- Cathy Alter
- July 18, 2022
It’s all in how you say it...
Before I got married, I was dating (and I use this term loosely) a guy who fancied himself a real operator. He owned a retail boutique that sold cowhide rugs and handbags. It was, he reminded anyone who happened to wander in, not a shop that sold things made from cows, but instead, a “lifestyle” brand.
Mostly we just hung out at his lifestyle shop and drank cheap wine. But occasionally, we’d venture out on Monday nights for half-price burgers and pints at a restaurant in Georgetown near a movie theater.
“I want to go see this movie about a guy who closes business deals,” he said one night. “It’s called ‘Closer.’”
“It’s pronounced closer,” I corrected him, pronouncing the word with a soft “s” instead of the “z” he’d used.
For the rest of the time we were together (which wasn’t long; ultimately, he didn’t want to get closer to me), I brought up his blunder at every opportunity. I told mutual friends. I even told my future husband. Sixteen years later, it’s the homophone that keeps on giving.
I was thinking about this recently when I was asked to speak to a college English class. It was the final class of the semester, and I’d already spoken in two other such classrooms that week. My task: to discuss making it as a writer in the real world.
“Well,” I said to my husband. “I guess I’m the guy who closes deals.”
It got me thinking. Am I some sort of secret weapon brought in to give students a pep talk on the last night of the semester? A cheerleader armed with writerly wisdom instead of pompoms?
Yes to all of that. And so, I thought I’d impart some of that schoolhouse know-how here — just to get you closer to closing your own deals.
Once you’re out of your school bubble, form another one. Whether it’s a writers group or just a like-minded buddy, be accountable to someone. Give each other deadlines and goals. And then show up. (It also helps to have a few readers — those who understand your intent and don’t try to mold your work into something they would do.
Be curious — and carry a notebook. Write down overheard snippets for future dialogue. Shake hands with anyone doing anything interesting. They may become your next profile subject. In other words, get out there in the world!
Read where you want to be. When I was first starting out as a freelance writer waaaaay back in the 1980s, I discovered a magazine that would change my life. The pages of Sassy were filled with writing that spoke my language. Conversational, friendly, funny, candid. I mean, where else could you find a column called “Cute Band Alert”? Even though I was relentless with the editors there, I never made it onto the pages of Sassy.
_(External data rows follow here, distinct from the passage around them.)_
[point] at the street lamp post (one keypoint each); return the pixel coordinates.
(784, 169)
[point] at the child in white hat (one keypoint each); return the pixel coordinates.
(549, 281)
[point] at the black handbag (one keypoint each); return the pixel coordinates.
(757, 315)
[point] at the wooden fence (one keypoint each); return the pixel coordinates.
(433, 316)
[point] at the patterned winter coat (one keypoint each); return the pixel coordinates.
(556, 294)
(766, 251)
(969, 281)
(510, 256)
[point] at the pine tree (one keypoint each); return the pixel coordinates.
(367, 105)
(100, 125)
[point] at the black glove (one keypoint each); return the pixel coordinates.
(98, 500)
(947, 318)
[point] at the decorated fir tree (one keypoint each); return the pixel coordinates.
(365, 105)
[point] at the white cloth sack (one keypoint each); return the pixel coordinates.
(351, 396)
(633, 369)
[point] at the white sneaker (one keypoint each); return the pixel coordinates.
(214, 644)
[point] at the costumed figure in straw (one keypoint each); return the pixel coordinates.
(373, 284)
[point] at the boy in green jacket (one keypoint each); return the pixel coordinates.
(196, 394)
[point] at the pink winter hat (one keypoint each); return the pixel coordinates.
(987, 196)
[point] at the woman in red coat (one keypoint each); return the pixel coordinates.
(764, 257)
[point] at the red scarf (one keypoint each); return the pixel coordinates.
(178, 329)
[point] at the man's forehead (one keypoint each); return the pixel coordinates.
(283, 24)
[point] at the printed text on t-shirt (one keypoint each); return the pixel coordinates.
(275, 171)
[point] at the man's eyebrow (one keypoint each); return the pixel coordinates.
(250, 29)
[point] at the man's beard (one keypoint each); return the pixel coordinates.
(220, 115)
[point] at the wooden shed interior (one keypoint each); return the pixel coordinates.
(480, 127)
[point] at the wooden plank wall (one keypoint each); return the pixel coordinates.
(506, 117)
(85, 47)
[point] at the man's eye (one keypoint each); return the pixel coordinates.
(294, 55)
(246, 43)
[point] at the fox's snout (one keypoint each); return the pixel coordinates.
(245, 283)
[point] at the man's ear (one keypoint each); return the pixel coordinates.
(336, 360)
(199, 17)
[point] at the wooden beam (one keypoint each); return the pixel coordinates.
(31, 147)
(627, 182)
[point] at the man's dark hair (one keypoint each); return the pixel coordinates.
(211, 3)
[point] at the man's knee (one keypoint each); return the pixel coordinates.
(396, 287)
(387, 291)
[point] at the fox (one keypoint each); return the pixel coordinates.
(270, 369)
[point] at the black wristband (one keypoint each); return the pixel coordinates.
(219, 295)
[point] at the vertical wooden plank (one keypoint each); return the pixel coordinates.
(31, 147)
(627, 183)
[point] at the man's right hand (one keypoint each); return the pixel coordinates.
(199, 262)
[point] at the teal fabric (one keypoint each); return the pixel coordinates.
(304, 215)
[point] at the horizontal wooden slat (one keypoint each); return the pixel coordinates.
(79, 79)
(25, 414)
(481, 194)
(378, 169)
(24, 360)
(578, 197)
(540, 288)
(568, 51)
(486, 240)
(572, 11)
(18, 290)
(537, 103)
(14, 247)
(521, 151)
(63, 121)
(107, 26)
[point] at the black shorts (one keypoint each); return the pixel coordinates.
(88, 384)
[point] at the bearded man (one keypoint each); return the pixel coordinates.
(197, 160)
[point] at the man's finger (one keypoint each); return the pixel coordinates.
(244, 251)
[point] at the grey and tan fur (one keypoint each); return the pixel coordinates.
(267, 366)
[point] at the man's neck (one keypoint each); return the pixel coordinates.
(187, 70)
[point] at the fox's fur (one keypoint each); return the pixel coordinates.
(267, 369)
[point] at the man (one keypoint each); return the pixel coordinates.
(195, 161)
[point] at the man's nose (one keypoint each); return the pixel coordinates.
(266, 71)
So, when I set my sights on O, the Oprah Magazine, I read and studied it. What was the typical wordcount? What was the voice? What stories did they cover? Before long, I had my first byline in O, with more to come.
Bum in chair. There’s no secret to writing. The more you write, the better you get. Whenever I’d complain — about backaches, stiff shoulders, writer’s block, whatever — my accountability partner would repeat this mantra. It turns out I was more afraid of her disapproval than of the blank screen. (The other aphorism that comes to mind: Don’t get it right, just get it written.)
Learn how to craft a pitch. Start your pitch as if you were writing your piece. “Cathy Alter enters the room like she owns it. She moves confidently to her seat but before she sits down, she takes the scarf from her neck and uses it to discreetly brush crumbs off her chair.”
No first drafts. Turn in work that’s polished, spell-checked, scrubbed of cliches, and on time. Respond to edits quickly and quietly, but when you need to, pick your battles. Honor deadlines. Editors move around from publication to publication and remember their favorite freelancers. Those long memories are how I ended up getting to write for superstars like Dave Eggers and Larry Smith and for dream publications like O and WIRED.
Keep these tips in mind, and who knows? You just might become the writing world’s next closer. The kind you pronounce with a “z.”
Cathy Alter is a member of the Independent’s board of directors and the author, most recently, of CRUSH: Writers Reflect on Love, Longing, and the Power of Their First Celebrity Crush.